In other words, the priority right now is to protect and defend the integrity of the House of Representatives against MAGA extremists who've repeatedly demonstrated that they have no interest in governing. As former Speaker McCarthy observed, they "want to burn the whole place down."
Hakeem Jeffries is not seeking to be the presiding officer in the House. He’s bringing out the hoses and raising the ladders. Putting out the fire is every bit as important as identifying a consensus Speaker.
So is there anything we should still be doing?
It’s contrary to my nature to do nothing when something still can be done. Feathers of Hope is an activist network. Its members standy ready and willing to help where its needed. And Leader Jeffries has just defined what that is:
“First we need Republicans to agree on the principle.”
So far, we know only that Don Bacon agrees on the principle. That’s important, and he will be enormously influential. We can help by continuing to call other “traditional Republicans,” the same ones whom Mr. Jeffries has been reaching out to. All are committed to the institution of the House of Representatives, which is what our network believes must be protected and defended as it's under assault by MAGA extremists.
Here’s contact information for some “traditional Republicans” :
Brian Fitzpatrick: (202) 225-4276 D.C. —— (215) 579-8102 District
Mike Gallagher: (202) 225-5665 D.C. —— (920) 301-4500 District
David Joyce: (202) 225-5731 D.C. —— (440) 352-3939 District
John Curtis: (202) 225-7751 D.C. —— (801) 922-5400 District
Ashley Hinson: (202) 225-2911 D.C. —— (319) 364-2288 District
Andrew Garbarino: (202) 225-7896 D.C. —— (631) 541-4225 District
Dan Newhouse: (202) 225-5816 D.C. —— (509) 452-3243 District
David Valadao: (202) 225-4695 D.C. —— (661) 864-7736 District
Leader Jeffries concluded his interview on a hopeful note, echoing the sentiments of all of us in the Feathers of Hope network.

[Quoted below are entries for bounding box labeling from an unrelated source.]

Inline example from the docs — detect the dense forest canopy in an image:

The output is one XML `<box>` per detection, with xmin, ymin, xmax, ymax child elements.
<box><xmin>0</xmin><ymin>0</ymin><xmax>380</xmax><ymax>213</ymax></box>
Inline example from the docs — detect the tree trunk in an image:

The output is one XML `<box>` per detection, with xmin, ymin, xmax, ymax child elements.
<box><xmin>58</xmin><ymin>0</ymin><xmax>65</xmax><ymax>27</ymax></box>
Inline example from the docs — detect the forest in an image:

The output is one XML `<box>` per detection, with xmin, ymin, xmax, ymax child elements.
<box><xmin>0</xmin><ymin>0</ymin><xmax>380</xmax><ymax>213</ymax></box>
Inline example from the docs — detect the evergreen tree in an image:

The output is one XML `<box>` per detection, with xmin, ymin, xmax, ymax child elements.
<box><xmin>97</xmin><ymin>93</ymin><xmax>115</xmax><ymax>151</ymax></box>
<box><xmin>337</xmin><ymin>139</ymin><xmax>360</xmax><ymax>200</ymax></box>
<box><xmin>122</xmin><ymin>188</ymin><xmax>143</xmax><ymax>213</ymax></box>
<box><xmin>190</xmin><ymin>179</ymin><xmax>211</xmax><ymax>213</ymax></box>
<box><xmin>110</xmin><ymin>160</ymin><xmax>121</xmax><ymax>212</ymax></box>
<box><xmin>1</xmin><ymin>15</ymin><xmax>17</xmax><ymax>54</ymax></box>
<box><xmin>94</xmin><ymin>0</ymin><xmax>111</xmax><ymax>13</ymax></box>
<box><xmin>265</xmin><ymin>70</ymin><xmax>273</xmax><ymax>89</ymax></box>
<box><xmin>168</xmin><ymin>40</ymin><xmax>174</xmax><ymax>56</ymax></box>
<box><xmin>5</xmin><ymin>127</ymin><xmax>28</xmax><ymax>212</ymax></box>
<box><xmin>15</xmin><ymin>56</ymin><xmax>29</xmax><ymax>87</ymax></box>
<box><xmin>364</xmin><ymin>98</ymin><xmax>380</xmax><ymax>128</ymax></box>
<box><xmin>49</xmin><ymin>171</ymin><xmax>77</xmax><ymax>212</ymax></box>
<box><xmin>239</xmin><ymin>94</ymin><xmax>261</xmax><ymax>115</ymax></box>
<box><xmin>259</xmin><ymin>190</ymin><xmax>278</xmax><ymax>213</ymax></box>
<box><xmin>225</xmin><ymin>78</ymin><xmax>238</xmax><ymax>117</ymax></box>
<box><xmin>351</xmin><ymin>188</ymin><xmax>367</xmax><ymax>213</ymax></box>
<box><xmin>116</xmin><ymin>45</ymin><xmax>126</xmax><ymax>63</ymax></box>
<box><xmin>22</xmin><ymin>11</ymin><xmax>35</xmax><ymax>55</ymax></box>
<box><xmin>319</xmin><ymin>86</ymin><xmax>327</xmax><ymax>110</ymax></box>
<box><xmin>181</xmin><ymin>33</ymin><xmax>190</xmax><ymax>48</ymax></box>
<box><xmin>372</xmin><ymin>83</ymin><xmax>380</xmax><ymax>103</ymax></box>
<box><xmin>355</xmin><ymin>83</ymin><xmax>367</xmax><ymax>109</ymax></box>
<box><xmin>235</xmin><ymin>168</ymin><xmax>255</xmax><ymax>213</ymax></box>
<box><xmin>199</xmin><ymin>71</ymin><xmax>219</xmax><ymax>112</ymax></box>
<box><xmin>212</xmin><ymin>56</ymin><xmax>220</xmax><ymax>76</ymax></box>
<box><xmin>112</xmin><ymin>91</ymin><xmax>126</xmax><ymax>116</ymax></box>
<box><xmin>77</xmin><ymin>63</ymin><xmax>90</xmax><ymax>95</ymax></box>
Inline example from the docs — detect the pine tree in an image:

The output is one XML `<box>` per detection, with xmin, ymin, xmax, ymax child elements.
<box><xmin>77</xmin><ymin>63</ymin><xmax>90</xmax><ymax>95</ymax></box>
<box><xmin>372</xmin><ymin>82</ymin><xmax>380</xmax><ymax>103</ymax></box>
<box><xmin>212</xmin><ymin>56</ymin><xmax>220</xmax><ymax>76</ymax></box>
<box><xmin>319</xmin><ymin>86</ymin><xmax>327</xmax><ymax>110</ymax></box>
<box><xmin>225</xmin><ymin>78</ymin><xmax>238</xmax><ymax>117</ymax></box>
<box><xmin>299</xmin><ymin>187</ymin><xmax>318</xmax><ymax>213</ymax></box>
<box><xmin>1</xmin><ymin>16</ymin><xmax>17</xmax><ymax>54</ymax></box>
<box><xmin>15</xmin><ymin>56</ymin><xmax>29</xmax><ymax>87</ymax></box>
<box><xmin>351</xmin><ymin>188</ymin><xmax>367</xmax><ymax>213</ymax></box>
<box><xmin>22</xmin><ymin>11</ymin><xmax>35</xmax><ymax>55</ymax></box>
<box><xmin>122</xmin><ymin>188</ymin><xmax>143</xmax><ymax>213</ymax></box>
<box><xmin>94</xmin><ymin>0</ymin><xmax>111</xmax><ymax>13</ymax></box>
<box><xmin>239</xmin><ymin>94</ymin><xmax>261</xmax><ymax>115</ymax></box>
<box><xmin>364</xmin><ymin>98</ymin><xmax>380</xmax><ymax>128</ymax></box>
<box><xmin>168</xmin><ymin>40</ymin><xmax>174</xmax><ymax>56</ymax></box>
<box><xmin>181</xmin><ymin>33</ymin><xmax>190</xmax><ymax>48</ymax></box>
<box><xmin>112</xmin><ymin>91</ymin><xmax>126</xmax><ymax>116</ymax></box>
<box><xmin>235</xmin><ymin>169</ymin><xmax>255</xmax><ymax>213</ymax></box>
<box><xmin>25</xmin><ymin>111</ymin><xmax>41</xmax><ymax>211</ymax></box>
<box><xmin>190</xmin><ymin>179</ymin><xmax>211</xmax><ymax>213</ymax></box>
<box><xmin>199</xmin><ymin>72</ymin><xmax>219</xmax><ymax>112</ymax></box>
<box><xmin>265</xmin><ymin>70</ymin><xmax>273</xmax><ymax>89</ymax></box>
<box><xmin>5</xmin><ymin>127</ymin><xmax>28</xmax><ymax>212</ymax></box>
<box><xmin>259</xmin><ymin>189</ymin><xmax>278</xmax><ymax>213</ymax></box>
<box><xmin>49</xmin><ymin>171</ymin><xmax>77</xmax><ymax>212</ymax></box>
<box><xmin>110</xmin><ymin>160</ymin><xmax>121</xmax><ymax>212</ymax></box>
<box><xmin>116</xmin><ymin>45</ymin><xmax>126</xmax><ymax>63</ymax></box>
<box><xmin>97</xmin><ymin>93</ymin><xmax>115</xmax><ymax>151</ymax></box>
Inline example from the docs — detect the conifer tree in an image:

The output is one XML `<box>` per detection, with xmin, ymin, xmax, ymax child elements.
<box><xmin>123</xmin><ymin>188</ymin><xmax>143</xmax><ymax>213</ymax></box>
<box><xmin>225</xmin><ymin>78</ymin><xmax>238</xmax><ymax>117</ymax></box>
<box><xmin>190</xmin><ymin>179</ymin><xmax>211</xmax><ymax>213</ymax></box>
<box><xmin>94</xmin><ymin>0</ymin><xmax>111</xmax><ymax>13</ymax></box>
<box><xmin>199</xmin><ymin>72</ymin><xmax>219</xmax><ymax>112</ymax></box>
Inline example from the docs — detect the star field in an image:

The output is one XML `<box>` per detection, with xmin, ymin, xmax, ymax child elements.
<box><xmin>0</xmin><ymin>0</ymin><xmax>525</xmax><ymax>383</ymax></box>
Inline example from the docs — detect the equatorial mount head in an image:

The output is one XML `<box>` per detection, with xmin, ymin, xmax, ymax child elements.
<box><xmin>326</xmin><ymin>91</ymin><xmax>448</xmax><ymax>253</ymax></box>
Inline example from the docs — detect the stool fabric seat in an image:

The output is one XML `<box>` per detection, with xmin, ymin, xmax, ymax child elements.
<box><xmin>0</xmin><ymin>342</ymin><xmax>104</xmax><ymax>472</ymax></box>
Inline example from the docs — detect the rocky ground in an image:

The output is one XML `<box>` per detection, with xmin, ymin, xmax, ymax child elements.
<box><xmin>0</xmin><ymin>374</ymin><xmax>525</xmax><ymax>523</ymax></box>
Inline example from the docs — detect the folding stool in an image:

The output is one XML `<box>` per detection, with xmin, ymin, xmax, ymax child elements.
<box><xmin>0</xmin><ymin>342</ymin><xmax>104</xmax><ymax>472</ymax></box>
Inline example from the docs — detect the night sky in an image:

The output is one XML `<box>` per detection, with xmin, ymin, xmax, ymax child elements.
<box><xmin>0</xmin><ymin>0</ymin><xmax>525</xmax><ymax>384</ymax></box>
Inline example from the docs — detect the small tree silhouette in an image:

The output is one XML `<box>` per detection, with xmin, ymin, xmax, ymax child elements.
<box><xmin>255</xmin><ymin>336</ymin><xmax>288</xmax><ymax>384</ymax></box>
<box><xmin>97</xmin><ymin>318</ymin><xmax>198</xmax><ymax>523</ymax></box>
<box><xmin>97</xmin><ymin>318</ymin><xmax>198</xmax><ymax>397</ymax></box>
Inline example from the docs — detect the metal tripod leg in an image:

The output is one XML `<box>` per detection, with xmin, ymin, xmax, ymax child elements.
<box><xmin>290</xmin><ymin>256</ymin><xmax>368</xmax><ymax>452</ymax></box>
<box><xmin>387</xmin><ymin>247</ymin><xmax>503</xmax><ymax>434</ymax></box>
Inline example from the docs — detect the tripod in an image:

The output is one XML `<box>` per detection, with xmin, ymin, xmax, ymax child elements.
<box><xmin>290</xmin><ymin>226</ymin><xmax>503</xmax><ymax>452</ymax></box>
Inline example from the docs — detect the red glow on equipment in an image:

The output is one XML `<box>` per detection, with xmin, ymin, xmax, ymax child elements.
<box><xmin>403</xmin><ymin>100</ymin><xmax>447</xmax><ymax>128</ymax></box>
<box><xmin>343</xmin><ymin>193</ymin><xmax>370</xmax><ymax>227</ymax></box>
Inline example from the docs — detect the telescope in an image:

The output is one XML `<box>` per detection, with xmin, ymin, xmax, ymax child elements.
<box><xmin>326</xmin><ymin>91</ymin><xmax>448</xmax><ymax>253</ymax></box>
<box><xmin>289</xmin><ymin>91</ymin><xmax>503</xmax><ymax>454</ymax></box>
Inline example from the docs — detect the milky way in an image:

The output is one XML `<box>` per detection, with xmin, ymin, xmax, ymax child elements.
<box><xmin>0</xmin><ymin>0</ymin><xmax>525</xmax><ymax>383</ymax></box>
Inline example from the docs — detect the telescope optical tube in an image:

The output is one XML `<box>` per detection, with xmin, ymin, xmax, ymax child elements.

“I'm hopeful that my traditional Republican colleagues who are interested in governance, who care about the institution of the People's House are willing to sit down and talk with us about finding an enlightened path and agreement that allows us to do the business of the American people and solve the problems for hard-working American taxpayers.”
This is a network of ordinary citizens. In a democracy, we exercise our power by raising our voices. To be silent is to be powerless.